Les 27 et 28 mars dernier, Paris a accueilli le Sommet sur la nutrition pour la croissance. Un rendez-vous mondial d’envergure visant à renforcer les engagements en faveur de la nutrition. Invitée à ce sommet, la Guinée a pris huit engagements majeurs, dont la promotion de l’allaitement maternel, un enjeu primordial pour la santé des nouveau-nés et la réduction de la mortalité infantile.
L’allaitement maternel est aujourd’hui au cœur de la stratégie nationale de santé familiale. « Environ 95,7% des enfants de moins de deux ans sont allaités au sein, ce qui montre que la pratique est largement répandue », explique Dr Djénè Fadima Kaba, directrice nationale de la Santé familiale et de la Nutrition au ministère de la Santé et de l’Hygiène publique.
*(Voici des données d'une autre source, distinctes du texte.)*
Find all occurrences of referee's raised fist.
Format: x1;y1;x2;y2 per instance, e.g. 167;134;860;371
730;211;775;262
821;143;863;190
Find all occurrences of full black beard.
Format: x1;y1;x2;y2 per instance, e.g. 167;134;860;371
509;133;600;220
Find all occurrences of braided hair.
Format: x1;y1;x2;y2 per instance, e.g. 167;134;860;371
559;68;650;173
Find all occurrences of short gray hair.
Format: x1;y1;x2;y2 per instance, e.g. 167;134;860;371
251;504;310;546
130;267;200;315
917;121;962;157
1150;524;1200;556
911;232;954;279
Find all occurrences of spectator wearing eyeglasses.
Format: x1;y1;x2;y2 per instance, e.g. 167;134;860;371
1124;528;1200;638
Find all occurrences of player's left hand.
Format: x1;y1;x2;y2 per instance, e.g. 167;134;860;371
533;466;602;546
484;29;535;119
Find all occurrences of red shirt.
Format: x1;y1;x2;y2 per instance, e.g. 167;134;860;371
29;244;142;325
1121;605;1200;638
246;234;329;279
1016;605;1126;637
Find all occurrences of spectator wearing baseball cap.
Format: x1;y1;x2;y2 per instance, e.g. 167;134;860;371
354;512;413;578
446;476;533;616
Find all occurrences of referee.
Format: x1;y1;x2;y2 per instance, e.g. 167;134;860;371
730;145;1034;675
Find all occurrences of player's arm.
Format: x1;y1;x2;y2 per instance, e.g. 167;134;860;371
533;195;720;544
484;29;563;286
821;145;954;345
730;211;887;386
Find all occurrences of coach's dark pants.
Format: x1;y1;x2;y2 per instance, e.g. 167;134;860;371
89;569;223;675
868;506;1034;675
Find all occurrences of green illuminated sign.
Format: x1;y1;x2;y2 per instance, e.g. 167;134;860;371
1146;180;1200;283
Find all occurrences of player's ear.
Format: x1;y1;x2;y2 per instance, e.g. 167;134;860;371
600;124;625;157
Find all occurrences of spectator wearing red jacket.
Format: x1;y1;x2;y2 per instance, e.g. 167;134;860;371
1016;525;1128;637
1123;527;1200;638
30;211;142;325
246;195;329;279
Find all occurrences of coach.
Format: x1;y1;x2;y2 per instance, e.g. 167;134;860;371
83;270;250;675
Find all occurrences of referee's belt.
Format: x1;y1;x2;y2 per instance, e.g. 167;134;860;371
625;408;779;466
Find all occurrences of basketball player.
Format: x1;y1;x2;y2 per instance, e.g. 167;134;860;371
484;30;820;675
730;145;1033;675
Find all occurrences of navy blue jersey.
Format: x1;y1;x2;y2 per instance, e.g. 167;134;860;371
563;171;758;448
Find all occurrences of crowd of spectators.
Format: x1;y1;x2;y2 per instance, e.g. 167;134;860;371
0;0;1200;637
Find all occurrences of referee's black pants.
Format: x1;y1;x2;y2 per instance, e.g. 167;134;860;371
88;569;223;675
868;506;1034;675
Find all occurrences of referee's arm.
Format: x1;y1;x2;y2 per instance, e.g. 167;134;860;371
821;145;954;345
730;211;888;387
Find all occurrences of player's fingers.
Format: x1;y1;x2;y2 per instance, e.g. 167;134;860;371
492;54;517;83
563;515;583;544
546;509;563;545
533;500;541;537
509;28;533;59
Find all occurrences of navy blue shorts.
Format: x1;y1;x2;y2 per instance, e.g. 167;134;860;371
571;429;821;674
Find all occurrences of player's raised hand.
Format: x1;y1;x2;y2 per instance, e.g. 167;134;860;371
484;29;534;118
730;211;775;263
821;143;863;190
Elle précise toutefois que « la prévalence de l’allaitement exclusif jusqu’à six mois reste faible, avec un taux national de 43,7% ».
La Guinée, dit-elle, s’aligne sur les recommandations de l’OMS en faveur de l’allaitement exclusif pendant les six premiers mois, à travers « la mise en place de cadres réglementaires, la promulgation prochaine du Code international de commercialisation des substituts du lait maternel pour limiter la publicité des laits artificiels, et la promotion des hôpitaux Amis des bébés qui encouragent l’allaitement dès la naissance et le contact peau à peau ». Et d’ajouter : « Nous mobilisons également les leaders communautaires, les groupements féminins et les ONG locales pour sensibiliser sur les bienfaits de l’allaitement ».
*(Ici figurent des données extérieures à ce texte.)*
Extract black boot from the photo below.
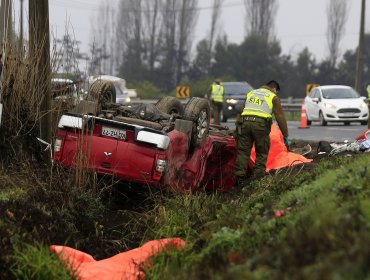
[236,176,245,189]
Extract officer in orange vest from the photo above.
[234,80,289,188]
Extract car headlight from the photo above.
[324,103,337,109]
[226,98,238,104]
[360,102,367,109]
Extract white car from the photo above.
[304,85,369,125]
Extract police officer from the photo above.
[208,80,225,124]
[234,80,288,187]
[366,84,370,128]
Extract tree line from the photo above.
[89,0,370,97]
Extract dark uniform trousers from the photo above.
[234,116,272,178]
[212,101,222,124]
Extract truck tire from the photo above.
[89,80,116,109]
[184,97,210,147]
[155,96,184,116]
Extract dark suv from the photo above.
[221,82,253,122]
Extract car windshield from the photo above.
[222,83,253,95]
[322,88,360,99]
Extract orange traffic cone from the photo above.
[298,101,310,128]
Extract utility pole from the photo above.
[28,0,51,143]
[355,0,365,94]
[0,0,13,44]
[19,0,23,55]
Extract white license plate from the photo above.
[101,126,126,139]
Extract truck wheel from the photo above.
[184,97,210,147]
[89,80,116,109]
[155,96,184,116]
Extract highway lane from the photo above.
[222,119,367,142]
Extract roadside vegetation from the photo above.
[0,144,370,279]
[0,34,370,279]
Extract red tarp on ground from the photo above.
[50,238,185,280]
[249,124,312,172]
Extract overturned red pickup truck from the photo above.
[54,82,236,190]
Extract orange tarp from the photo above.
[249,124,312,172]
[50,238,185,280]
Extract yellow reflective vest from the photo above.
[242,88,276,118]
[211,85,225,102]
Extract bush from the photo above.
[11,244,75,280]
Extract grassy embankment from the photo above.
[0,155,370,279]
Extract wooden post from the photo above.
[28,0,51,143]
[355,0,365,94]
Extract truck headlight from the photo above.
[360,102,367,109]
[324,103,337,109]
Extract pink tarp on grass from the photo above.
[50,238,185,280]
[249,124,312,172]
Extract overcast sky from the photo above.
[14,0,370,60]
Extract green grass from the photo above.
[0,148,370,279]
[147,155,370,279]
[11,244,75,280]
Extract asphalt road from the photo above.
[222,120,367,142]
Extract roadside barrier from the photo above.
[298,101,310,128]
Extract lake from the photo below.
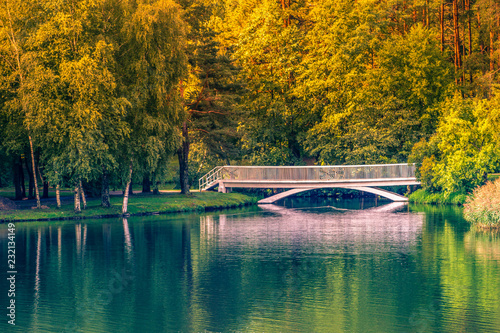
[0,198,500,332]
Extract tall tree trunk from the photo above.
[12,157,23,200]
[477,12,486,54]
[101,166,111,208]
[4,2,41,208]
[56,184,61,208]
[18,157,26,198]
[465,0,472,83]
[79,179,87,209]
[142,173,151,193]
[37,165,49,199]
[177,122,189,194]
[453,0,462,82]
[74,183,82,213]
[28,134,42,208]
[24,149,35,200]
[439,1,444,52]
[490,27,495,71]
[425,0,430,27]
[122,159,133,215]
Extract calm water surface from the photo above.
[0,199,500,332]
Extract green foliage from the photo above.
[306,21,452,164]
[410,95,500,194]
[464,179,500,228]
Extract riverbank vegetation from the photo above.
[0,0,500,212]
[464,178,500,229]
[0,192,256,222]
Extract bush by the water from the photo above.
[464,178,500,228]
[408,189,467,205]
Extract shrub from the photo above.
[464,179,500,229]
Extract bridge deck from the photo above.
[199,164,420,202]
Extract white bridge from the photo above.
[199,164,420,203]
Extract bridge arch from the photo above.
[258,186,408,204]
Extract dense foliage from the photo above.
[464,178,500,228]
[0,0,500,210]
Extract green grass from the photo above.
[408,189,467,205]
[0,192,256,222]
[0,187,73,200]
[464,178,500,230]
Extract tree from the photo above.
[117,0,186,213]
[177,0,243,189]
[411,94,500,193]
[0,0,41,208]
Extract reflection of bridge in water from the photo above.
[199,164,420,203]
[200,202,425,257]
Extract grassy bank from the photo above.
[0,192,257,222]
[464,179,500,230]
[408,189,467,205]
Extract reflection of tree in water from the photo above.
[464,230,500,261]
[200,203,425,253]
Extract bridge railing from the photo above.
[200,164,416,189]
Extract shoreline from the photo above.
[0,192,257,224]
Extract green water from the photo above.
[0,199,500,332]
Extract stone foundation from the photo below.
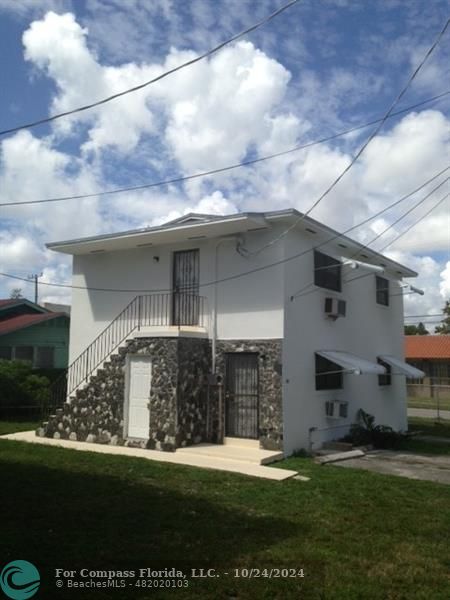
[40,337,283,451]
[36,338,211,451]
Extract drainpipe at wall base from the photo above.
[211,235,241,373]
Une stratégie qui met les communautés au cœur du dispositif
Docteure Hawa Sacko, spécialiste en nutrition au bureau de l’UNICEF en Guinée, met l’accent sur le rôle des communautés. « Nous accompagnons les mamans dans les communautés à travers le renforcement des capacités des groupements de femmes. Ce sont elles les piliers des foyers. Grâce aux boîtes à images, elles apprennent comment allaiter un enfant de 0 à 6 mois et comment procéder à la diversification alimentaire. Elles deviennent ainsi des relais efficaces dans la promotion de l’allaitement », explique-t-elle.
En outre, elle insiste sur l’importance de cette pratique. « L’allaitement maternel demeure l’élément clé de la survie de l’enfant. C’est le moyen le plus sûr, c’est aussi le premier vaccin de l’enfant », rappelle la spécialiste.
Mais plusieurs freins persistent. « Lorsqu’un enfant n’est pas allaité de façon continue, il risque de souffrir de malnutrition, de carences en vitamine A et d’être exposé à des pathologies graves », souligne Dr Sacko qui identifie comme obstacles l’usage de talismans issus de certaines traditions, l’ignorance, ou encore l’introduction précoce d’aliments solides. « Certaines mères commencent à nourrir l’enfant dès le deuxième mois, pensant bien faire », regrette-t-elle.
Le manque d’accompagnement familial est également un facteur. « Les belles-mères ou sœurs peuvent inciter à limiter l’allaitement, parfois pour des raisons de fertilité. Certains pères accompagnent activement les mères, mais beaucoup restent à sensibiliser sur l’intérêt de cette pratique », explique la spécialiste.
Une priorité de santé publique
L’allaitement maternel est une priorité de santé publique en Guinée. Il permet de :
- Réduire la mortalité infantile ;
- Renforcer le système immunitaire grâce aux anticorps transmis de la mère ;
- Améliorer la nutrition et la croissance de l’enfant ;
- Prévenir la malnutrition aiguë et le retard de croissance.
Pour améliorer les taux d’allaitement, plusieurs solutions sont proposées :
- Mener des campagnes d’information dans les médias et au sein des communautés ;
- Intégrer l’allaitement dans les programmes scolaires et former les sages-femmes ;
- Améliorer les conditions de travail des mères, étendre les congés de maternité (qui sont actuellement de 14 semaines alors qu’elle besoin d’au moins 6 pour assurer l’allaitement maternel exclusif) et introduire les congés de paternité (pour le papa) ;
- Créer des espaces d’allaitement dans les lieux de travail.
En Guinée, seulement un enfant sur quatre est mis au sein dans l’heure suivant sa naissance. Et seuls 43,7% des enfants de moins de six mois bénéficient d’un allaitement maternel exclusif. Pourtant, cette pratique simple et naturelle demeure l’un des moyens les plus efficaces pour sauver des vies.